03/12/2025
By Danielle Fretwell
Candidate Name: Mihriye Doga Tekbas
Degree: Doctoral
Defense Date: Monday, March 24, 2025
Time: 11 a.m. – 1 p.m.
Location: Ball Hall, Room 302
Committee:
Advisor: Hsi-Wu Wong, Associate Professor, Department of Chemical Engineering, University of Massachusetts Lowell
Committee Members*
1. Wei Fan, Professor, Department of Chemical Engineering, University of Massachusetts Amherst
2. Dongming Xie, Associate Professor, Department of Chemical Engineering, University of Massachusetts Lowell
3. Grace Chen, Associate Professor, Department of Plastics Engineering, University of Massachusetts Lowell
Brief Abstract:
The production of alternative fuels and renewable chemicals from waste biomass and plastics is projected to grow in the coming decades due to increasing energy demand and the environmental impact of fossil fuels. Pyrolysis, a thermochemical decomposition process conducted in the absence of oxygen, presents a promising and cost-effective pathway to convert organic waste materials into liquid oil, syngas, and char. However, large-scale implementation of pyrolysis faces key challenges, including non-selective product distributions and limited understanding of the reaction engineering principles at the molecular level. Addressing the detailed, mechanistic interplay between mass transfer and chemical kinetics in the pyrolysis of waste macromolecules is crucial to overcoming these barriers.
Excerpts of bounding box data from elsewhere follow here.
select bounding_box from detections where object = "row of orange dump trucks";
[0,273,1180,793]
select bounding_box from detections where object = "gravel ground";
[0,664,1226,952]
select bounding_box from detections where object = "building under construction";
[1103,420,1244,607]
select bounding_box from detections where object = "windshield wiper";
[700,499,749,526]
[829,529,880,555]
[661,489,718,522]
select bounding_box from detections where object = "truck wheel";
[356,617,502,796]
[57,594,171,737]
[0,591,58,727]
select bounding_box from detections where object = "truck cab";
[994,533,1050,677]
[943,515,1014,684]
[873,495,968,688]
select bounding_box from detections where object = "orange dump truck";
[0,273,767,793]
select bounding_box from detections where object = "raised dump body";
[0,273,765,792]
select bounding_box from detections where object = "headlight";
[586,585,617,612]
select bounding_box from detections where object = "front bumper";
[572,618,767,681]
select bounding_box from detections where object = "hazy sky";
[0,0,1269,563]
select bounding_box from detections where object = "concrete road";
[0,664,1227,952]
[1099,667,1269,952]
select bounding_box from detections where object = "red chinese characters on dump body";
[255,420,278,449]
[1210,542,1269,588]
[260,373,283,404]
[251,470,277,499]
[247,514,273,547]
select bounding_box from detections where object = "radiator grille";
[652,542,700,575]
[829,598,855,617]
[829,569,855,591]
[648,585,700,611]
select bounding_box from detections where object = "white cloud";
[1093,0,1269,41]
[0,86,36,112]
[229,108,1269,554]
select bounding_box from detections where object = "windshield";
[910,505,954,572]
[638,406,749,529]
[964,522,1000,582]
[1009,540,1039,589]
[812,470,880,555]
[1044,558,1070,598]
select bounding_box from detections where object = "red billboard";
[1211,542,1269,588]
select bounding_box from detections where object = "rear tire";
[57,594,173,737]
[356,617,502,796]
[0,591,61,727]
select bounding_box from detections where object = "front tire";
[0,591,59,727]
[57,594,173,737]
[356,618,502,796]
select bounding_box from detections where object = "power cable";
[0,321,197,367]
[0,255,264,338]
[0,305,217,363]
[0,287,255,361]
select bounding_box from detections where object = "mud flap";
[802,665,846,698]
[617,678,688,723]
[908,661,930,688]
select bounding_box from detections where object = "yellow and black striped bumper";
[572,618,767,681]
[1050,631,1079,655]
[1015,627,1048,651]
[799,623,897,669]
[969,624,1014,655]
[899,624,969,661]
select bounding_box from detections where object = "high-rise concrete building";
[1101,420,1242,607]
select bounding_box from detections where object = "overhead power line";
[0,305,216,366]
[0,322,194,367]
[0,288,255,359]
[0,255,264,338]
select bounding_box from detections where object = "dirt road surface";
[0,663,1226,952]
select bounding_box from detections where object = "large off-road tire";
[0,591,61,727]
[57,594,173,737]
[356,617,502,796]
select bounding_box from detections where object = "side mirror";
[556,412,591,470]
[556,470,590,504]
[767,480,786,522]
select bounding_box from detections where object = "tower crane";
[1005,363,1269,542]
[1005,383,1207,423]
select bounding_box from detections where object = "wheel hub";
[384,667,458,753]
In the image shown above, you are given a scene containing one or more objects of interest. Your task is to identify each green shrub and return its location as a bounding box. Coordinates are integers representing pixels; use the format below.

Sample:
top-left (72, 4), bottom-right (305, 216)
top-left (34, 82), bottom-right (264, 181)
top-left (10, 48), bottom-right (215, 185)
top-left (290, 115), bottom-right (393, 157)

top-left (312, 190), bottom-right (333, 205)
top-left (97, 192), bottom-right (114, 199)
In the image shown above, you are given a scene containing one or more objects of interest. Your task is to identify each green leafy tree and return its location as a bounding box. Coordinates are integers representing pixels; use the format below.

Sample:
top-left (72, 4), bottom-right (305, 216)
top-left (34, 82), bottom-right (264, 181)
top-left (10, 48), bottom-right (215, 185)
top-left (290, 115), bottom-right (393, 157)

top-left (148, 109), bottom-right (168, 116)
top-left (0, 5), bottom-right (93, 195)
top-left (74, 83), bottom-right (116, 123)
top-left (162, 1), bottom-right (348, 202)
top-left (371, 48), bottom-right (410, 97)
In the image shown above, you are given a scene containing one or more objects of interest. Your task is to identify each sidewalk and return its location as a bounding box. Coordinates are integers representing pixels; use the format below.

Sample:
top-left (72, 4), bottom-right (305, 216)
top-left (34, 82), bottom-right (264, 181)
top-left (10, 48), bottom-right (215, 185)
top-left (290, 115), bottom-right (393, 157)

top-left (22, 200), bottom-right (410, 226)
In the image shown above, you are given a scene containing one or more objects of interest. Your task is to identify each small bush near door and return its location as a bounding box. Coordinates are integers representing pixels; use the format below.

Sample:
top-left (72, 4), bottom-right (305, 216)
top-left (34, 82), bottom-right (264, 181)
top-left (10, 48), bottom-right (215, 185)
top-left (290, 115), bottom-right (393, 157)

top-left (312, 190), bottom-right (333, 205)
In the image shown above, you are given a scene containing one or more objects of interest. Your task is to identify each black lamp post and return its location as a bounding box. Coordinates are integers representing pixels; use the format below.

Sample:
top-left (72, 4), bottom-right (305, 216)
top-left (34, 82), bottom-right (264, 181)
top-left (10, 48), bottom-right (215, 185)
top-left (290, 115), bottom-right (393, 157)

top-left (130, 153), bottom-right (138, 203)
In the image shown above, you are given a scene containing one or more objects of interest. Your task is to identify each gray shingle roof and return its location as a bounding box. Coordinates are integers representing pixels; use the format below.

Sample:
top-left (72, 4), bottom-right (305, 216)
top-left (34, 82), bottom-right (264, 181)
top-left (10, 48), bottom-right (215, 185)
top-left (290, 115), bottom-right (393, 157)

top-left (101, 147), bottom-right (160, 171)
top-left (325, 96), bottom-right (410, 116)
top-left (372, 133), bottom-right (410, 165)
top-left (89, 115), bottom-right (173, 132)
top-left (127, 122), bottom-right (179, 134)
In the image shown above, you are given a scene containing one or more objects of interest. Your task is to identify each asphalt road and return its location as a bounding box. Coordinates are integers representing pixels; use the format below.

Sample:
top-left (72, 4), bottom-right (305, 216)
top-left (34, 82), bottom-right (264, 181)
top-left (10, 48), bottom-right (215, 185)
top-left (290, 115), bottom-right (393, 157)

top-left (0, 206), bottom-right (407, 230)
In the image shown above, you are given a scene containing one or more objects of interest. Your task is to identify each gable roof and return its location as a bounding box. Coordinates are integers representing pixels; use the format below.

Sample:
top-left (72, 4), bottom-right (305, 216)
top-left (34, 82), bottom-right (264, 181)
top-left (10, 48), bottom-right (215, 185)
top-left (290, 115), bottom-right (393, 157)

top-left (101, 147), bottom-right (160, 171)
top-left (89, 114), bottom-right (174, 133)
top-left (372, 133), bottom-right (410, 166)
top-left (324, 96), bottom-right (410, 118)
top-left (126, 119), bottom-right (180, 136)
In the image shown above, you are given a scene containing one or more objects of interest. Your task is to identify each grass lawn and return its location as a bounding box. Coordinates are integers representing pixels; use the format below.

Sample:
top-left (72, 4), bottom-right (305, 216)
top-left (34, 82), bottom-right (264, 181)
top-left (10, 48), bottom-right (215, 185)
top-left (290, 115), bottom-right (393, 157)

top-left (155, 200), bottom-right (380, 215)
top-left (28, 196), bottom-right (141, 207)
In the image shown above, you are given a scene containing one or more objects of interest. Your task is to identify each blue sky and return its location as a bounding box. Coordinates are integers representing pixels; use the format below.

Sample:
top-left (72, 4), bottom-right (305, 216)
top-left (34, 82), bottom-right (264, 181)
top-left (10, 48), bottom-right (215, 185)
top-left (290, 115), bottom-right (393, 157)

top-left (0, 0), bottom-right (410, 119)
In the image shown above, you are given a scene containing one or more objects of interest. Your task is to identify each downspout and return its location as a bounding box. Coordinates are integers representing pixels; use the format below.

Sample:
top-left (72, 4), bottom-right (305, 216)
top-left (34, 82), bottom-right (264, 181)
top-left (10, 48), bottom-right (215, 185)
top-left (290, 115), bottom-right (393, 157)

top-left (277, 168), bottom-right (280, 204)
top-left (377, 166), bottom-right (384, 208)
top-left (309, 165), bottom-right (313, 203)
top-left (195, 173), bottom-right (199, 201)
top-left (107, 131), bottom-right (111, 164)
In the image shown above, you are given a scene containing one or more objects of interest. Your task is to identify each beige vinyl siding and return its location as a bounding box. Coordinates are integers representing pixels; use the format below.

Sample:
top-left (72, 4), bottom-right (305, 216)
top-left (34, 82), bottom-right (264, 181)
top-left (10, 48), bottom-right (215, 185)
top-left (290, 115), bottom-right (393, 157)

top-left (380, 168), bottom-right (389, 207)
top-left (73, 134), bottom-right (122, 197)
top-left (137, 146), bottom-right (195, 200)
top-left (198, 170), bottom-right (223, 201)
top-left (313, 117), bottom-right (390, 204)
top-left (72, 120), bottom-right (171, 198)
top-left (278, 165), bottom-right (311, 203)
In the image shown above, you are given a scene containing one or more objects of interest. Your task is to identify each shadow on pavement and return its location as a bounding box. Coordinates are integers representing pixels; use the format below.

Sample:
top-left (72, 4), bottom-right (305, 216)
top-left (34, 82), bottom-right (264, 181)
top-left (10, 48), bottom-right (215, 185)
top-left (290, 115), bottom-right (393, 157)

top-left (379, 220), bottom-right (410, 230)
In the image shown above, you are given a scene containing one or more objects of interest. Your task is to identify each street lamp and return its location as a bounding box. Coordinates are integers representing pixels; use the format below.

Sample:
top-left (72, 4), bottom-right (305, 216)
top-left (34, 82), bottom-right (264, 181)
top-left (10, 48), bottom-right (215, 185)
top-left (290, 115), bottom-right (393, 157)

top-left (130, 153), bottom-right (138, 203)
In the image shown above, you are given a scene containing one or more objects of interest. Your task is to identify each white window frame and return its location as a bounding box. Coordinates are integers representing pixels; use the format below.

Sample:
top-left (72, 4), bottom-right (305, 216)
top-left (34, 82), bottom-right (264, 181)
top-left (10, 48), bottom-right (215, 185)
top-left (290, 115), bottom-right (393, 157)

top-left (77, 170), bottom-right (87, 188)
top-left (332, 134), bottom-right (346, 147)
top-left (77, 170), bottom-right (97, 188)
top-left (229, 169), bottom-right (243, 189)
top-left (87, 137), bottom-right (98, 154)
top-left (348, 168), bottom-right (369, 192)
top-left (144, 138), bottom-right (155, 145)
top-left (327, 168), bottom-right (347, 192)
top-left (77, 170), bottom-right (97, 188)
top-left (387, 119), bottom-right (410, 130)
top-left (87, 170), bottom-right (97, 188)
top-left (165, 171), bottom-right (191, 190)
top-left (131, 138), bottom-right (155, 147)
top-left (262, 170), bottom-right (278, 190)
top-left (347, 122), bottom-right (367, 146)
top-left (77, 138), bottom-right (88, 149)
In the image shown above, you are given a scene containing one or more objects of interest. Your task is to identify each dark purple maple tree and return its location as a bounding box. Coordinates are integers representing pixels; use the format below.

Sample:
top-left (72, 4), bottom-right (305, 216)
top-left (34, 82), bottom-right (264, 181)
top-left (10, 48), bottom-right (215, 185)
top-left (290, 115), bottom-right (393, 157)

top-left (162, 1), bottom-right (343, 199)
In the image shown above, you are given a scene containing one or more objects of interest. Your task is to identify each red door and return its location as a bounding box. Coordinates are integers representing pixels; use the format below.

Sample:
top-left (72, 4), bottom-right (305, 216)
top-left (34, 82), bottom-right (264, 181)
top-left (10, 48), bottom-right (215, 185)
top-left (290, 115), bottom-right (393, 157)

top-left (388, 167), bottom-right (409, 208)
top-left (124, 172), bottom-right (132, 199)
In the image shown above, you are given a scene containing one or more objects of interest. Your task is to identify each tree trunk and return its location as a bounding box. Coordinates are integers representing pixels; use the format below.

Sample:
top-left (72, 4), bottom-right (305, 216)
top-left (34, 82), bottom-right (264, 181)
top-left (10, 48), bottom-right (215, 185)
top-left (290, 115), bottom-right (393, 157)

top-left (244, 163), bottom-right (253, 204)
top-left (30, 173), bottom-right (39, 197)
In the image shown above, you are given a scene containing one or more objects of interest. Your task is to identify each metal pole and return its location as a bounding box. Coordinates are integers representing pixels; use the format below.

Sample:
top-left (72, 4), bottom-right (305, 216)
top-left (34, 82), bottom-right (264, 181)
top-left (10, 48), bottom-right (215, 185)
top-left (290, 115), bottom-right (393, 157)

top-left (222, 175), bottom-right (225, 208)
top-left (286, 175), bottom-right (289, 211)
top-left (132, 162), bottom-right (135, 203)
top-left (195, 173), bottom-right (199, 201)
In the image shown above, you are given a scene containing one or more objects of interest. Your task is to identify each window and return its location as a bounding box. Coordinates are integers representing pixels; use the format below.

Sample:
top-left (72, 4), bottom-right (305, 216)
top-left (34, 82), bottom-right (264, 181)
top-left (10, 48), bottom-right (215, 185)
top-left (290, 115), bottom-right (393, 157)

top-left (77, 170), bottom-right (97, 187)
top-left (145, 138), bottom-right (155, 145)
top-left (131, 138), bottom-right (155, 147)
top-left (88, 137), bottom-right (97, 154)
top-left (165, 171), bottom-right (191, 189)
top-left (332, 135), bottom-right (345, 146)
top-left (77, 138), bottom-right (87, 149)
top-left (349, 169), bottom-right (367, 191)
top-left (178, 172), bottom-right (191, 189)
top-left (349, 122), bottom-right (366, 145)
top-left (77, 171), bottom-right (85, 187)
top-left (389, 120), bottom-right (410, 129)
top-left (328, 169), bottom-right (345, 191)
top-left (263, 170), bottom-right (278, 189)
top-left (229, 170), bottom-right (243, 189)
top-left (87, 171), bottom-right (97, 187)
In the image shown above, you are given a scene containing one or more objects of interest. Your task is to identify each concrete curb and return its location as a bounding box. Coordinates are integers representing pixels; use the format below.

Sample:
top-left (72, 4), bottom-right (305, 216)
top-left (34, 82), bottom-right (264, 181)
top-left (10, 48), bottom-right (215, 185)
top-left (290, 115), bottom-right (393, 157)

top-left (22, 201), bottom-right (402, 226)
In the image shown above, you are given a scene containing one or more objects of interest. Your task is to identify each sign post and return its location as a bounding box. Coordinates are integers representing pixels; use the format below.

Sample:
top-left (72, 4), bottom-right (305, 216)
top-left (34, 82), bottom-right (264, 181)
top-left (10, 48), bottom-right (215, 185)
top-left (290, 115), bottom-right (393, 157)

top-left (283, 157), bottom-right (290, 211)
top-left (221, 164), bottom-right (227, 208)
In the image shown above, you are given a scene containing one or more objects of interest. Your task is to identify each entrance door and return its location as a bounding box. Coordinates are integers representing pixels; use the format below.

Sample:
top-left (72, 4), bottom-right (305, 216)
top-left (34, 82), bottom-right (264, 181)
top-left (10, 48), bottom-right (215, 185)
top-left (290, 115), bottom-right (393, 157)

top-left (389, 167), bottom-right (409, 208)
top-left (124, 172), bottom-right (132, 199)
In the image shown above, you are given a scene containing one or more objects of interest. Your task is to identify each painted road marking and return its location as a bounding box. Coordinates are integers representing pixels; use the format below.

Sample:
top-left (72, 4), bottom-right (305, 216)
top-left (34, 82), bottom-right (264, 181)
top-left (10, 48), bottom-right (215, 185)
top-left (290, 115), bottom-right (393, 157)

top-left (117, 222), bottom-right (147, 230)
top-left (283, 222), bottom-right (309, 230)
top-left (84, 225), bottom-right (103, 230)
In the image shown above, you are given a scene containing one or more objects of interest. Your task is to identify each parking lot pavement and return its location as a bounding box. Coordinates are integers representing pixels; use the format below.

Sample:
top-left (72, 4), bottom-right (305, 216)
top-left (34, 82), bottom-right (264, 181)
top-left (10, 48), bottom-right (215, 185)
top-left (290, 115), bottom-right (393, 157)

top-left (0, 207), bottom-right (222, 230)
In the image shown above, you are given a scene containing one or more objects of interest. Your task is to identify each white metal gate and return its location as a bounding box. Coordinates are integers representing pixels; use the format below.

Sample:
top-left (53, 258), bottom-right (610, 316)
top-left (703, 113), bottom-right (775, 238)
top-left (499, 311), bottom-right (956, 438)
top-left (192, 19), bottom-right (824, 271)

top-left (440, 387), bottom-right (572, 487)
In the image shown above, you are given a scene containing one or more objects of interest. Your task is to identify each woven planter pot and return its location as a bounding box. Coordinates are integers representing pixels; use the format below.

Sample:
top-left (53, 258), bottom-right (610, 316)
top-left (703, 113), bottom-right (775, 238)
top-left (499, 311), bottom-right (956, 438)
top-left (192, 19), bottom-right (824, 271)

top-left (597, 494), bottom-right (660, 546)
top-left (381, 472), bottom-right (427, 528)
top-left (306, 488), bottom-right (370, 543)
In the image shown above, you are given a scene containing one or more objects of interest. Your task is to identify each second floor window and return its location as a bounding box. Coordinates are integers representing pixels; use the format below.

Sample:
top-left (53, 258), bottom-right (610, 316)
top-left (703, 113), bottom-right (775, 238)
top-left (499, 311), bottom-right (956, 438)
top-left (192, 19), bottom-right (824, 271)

This dissertation aims to shed light on these couplings, using high-density polyethylene (HDPE) and cellulose as model plastic and biomass waste compounds, respectively. Three distinct macromolecular pyrolysis systems are investigated. First, the competition between the evaporation of HDPE-derived pyrolysis products and their further decomposition is explored under varying reaction pressures. Our results reveal that reaction pressure significantly influences this competition, and the dimensionless Damköhler (Da) number effectively characterizes whether the process is limited by chemical kinetics or mass transfer. This work establishes a quantitative framework for controlling product distributions by tuning reaction pressure. Second, the presence of a second macromolecule, such as molten plastics or lignin, during cellulose fast pyrolysis is studied. It is revealed that the presence of the secondary molten phase affects cellulose-derived pyrolysis products by inhibiting the escape (evaporation or thermal injection) of large molecules, leading to their further decomposition. Additionally, functional groups within the secondary molten phase induce noncovalent interactions, which either catalyze or inhibit specific reaction pathways during cellulose pyrolysis. Third and the final section of this dissertation examines the use of zeolite catalysts to selectively tune HDPE pyrolysis. A novel aluminosilicate zeolite (ZEO-1), characterized by intersecting three-dimensional pores of varying sizes, high surface area, and exceptional thermal stability (up to 1000°C), is tested. Results indicate that system pressure and zeolite framework can be leveraged to optimize product selectivity, offering a tunable approach to enhancing the yields of valuable hydrocarbon products.
This dissertation provides a fundamental understanding of the reaction engineering principles governing macromolecule pyrolysis, contributing to the future scale-up and commercialization of pyrolysis technologies. Additionally, it supports advancements in sustainability and circular economy strategies by presenting pathways to optimize pyrolysis for improved utilization of biomass and plastic waste.